According to the United Nations Development Programme (UNDP), melting glaciers across Pakistan’s Hindu Kush, Himalaya and Karakoram ranges have formed more than 3,000 glacial lakes in Gilgit-Baltistan and Khyber Pakhtunkhwa. Of these, 33 are assessed as prone to dangerous outbursts, with more than 7.1 million people living nearby exposed to harm. Glacial lake outburst floods (GLOFs) release millions of cubic meters of water and debris within hours, destroying bridges, farms and entire downstream communities.
In partnership with UNDP, Pakistan in 2017 launched the Scaling-up of Glacial Lake Outburst Flood Risk Reduction (GLOF-II) project, covering 24 valleys across 15 districts in Gilgit-Baltistan and Khyber Pakhtunkhwa. The initiative focuses on early warning systems, protective flood infrastructure and community-based disaster preparedness.

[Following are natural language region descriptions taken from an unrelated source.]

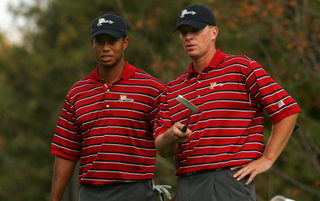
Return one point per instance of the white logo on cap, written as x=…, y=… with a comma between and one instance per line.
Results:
x=102, y=20
x=186, y=12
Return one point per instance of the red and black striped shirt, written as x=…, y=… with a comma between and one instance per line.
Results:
x=109, y=128
x=231, y=94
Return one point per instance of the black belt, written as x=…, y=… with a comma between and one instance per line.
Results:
x=190, y=173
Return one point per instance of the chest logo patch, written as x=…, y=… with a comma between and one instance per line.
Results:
x=123, y=98
x=214, y=84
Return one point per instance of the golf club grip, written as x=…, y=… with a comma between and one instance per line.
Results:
x=184, y=129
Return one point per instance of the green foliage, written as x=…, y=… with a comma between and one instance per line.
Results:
x=283, y=36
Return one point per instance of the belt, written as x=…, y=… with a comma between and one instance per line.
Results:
x=190, y=173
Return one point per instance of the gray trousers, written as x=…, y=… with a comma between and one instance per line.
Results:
x=132, y=191
x=214, y=186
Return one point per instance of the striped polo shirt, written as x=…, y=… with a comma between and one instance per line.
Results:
x=109, y=128
x=231, y=94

However, Zakir Hussain, director-general of the Gilgit-Baltistan Disaster Management Authority, said the coverage of Pakistan’s early warning infrastructure is widely misunderstood. The GLOF-II project covers only 16 selected valleys – not the whole of Gilgit-Baltistan – and within those valleys, only certain limited sites. Many areas hardest hit in 2025, including Ghizer, Diamer and parts of Hunza, have no early warning systems at all.
“The problem there is the complete absence of coverage,” Hussain said. “The only exception is Shishper in Hunza valley. That is the only case where there is an early warning system, but it did not generate a warning even though the glacier changed its behavior. In the other cases, these are very different problems, and we should be clear about the distinction.”
The 2022 floods remain the benchmark for how devastating climate disaster can be in Pakistan. They killed nearly 1,700 people, displaced more than 30 million, caused $14.8 billion in property damage and wiped $15.2 billion from Pakistan’s gross domestic product. Pakistan held a donor conference in Geneva in January 2023, where about $11 billion was pledged by various countries and international financial institutions for flood recovery. But according to the UN humanitarian coordination agency (OCHA), only about $4.5 billion had been disbursed by June 2025, mostly for housing, transport and flood risk management projects.
Hussain was blunt about the shortfall: “It is evident that the parties who attended the conference did not take up their responsibility in transferring funds, transferring technology and building the capacity of nations that are suffering the consequences of carbon emissions from the developed world.” He added that the country’s vulnerability is compounded not only by a lack of infrastructure but also by a lack of coordination among different agencies.
“There’s no single authoritative source of truth,” he said. “What one agency accepts, another does not, and that creates administrative hurdles and breakdowns in response. Integrating forecasts with response indicators is where the work needs to be done.”